Eliminating food waste that ends up in landfills, so I’ve started composting. When rotting food can’t breathe because its buried under tons and tons of other trash, it releases a toxic gas called Methane. Composting is great for the planet because it’s giving back nutrients to the Earth and your plants love it!
Currently using up cotton rounds. Once I’m done with this pack, I’m switching over to these washable ones.
I used to buy Scott Toilet Paper without the cardboard roll in them but the package is still wrapped in so much plastic which seems counterintuitive. Therefore, when I run out I’m going to INSTEAD purchase Give A Crap. This brand is made from 100% recycled paper, so the trees are safe and they are big supporters of the Plastic Free revolution.
List of shops to find similar products and MORE:
Lush Cosmetics- they have a great recycle rewards program. They encourage you to bring back all of your containers (already made from recycled plastic) and when you turn in 5 you get a free face mask.
Your local health food store! Depending on where you live, but I personally shop at Central Market or Whole Foods.
other ways to help the environment:
when I’m walking my dogs I pick up trash I find along the way
turn off your tap when you brush your teeth or wash your face
don’t take long showers if it’s unnecessary
ride your bike or walk to your destination instead of driving (when convenient)

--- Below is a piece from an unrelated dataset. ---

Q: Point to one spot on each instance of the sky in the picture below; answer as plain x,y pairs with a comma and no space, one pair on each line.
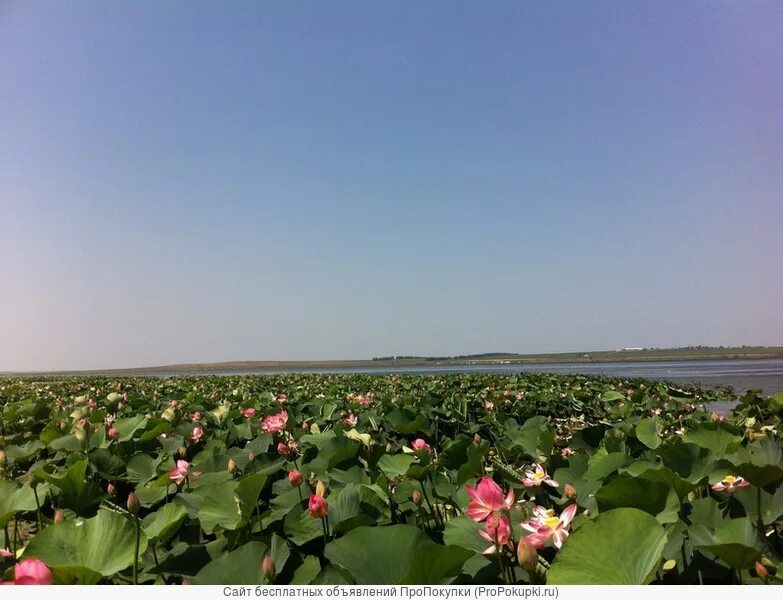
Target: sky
213,181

decorate your home with plants, which clean the air of toxins
if it’s broken, try to fix it first before you automatically replace it (Ex: recently my FAVORITE ankle boots had started to come a part at the sole. I was so bummed and immediately went online to order a new pair, but then I stopped myself. Instead, I sent them to the Austin Shoe Hospital to be repaired, for HALF the price as a new pair, and they’re good as new).
shop local or second hand
say no to “single use” items in general and steer clear of tons of plastic packaging when shopping
When you recycle, please wash out the containers thoroughly as contamination is a big issue and can prevent large amounts of products from being recycled
if you’re looking to recycle items you do have and don’t know how to go about it responsibly, Terra Cycle is great. You send it to them and they deal with it for you.
From all of these swaps I’ve made, I have noticed a dramatic decrease in the amount of waste I put on the curb each week for the trash pick up. Sometimes I only put out the trash can 1x/month. That is one of the most rewarding parts of this, actually seeing the impact you’re making, right in front of you. Imagine if EVERYONE was a little more mindful. On top of this, I also save so much money because I invest in quality items that are built to LAST and not having to throw out and replace things constantly.
If you’re wanting to make a change, please use up what you already have before making the swap otherwise it’s pointless. I am not an expert nor am I perfect at this, but I’m trying. This could’ve easily been 50 pages long, so I encourage you to do your own research.
If you made it this far, thank you. I challenge you to make ONE change today, and see where it takes you.